The "debt" metaphor (borrowed from software's "technical debt") is doing something clever here. In software, technical debt means: this system works, but it's built on accumulated shortcuts, legacy decisions, and path dependencies that make it expensive to change. The system functions precisely because of the debt — it's load-bearing cruft.

You're applying that to human roles: certain jobs exist because the institutions they serve have accumulated decades of relational and procedural complexity that can't be refactored. The person isn't valuable because they're smart or even because their judgment is irreplaceable — they're valuable because they are the living index of a web of relationships, precedents, implicit agreements, and institutional memory that was never written down and never could be.

The key examples you listed reveal the structure:

Healthcare is the purest case. A senior physician's value isn't primarily diagnostic (AI will match or exceed that). It's that they know which specialist actually picks up the phone at 2am, which insurance reviewer can be reasoned with, which nurse's instinct to trust over the chart, which patient's "I'm fine" means they're not fine based on fifteen years of knowing their family. The entire system runs on informal trust networks layered over formal protocols, and the formal protocols themselves encode decades of regulatory negotiation, malpractice case law, and institutional memory. You can't just swap in a new system — the "debt" is structural.

Corporate law — the value of a senior partner at a white-shoe firm isn't legal reasoning (LLMs can already do most of that). It's that they know the general counsel at the counterparty personally, they've done three deals together, they know that this particular GC panics at aggressive language but responds to quiet pressure, and they have implicit credibility built over twenty years that lets them say "this clause is fine" and have it believed without a six-week review cycle. The relationship is the infrastructure.

Dealmakers and political operators — same pattern. The value is being a trusted node in a network where trust was built slowly and can't be transferred. A fixer in DC works because they've done favors for decades, they know who owes whom, they understand the unwritten rules of which committees actually matter, and their phone calls get returned.

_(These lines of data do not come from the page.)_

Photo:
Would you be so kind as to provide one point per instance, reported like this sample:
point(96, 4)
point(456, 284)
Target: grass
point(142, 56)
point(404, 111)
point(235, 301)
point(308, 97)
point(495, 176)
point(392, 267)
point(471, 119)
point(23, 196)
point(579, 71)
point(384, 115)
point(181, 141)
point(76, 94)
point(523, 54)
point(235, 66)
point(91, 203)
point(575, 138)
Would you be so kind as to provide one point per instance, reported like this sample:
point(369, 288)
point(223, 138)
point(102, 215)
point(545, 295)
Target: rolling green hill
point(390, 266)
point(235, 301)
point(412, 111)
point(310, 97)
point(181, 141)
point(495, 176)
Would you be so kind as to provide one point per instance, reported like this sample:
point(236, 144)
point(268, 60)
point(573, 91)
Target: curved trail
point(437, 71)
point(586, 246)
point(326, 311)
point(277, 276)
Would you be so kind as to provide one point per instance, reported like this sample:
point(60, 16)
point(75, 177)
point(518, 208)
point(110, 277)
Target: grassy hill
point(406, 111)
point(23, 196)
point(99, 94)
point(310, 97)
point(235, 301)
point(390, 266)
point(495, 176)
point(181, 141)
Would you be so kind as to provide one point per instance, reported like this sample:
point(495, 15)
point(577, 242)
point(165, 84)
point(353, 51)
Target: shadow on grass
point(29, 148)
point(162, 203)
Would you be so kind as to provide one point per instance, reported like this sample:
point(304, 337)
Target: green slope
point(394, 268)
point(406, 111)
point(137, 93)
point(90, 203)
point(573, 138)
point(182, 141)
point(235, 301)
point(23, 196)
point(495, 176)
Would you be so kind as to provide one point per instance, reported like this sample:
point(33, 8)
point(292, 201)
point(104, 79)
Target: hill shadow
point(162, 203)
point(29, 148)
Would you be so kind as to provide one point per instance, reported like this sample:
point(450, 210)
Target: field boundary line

This is, in a sense, a human API that was built over thirty years and has no documentation.

What makes the "debt" framing specifically insightful rather than just saying "relationships matter" is that it implies several things:

First, it's not an asset — it's a liability that happens to be load-bearing. Just as technical debt isn't good code, relational/institutional debt isn't a well-designed system. Healthcare shouldn't require a specific doctor to know which administrator to call to get a patient into a bed. The fact that it does is a failure of system design. But you can't just rip it out, because the system would collapse.

Second, it creates a moat against disruption that is simultaneously real and pathological. These roles survive not because they represent the optimal way to do things, but because the cost of refactoring the entire institutional web they're embedded in is too high. An AI could theoretically replace the cognitive part of what a dealmaker does — but it can't replace the thirty years of accumulated trust, favors, and implicit agreements that the dealmaker carries in their head.

Third, it eventually gets paid down. This is the most important implication and the scariest one for people in these roles. Technical debt gets resolved when you finally do the rewrite, or when the whole system gets replaced. Institutional debt gets resolved when the institution itself gets restructured — or when enough of the relationship holders retire/die that the system is forced to rebuild on new foundations. AI might accelerate this by making it cheaper to build new institutional infrastructure from scratch rather than maintaining the old one.

The people who are most AI-proof right now under this framing are those whose roles sit at the intersection of: long time horizons for trust-building, high-stakes decisions where personal credibility matters, regulatory complexity that encodes decades of negotiation, and informal knowledge networks that were never formalized. But the framing also implies these roles are living on borrowed time — they're surviving on debt, not on intrinsic value, and debt eventually gets restructured.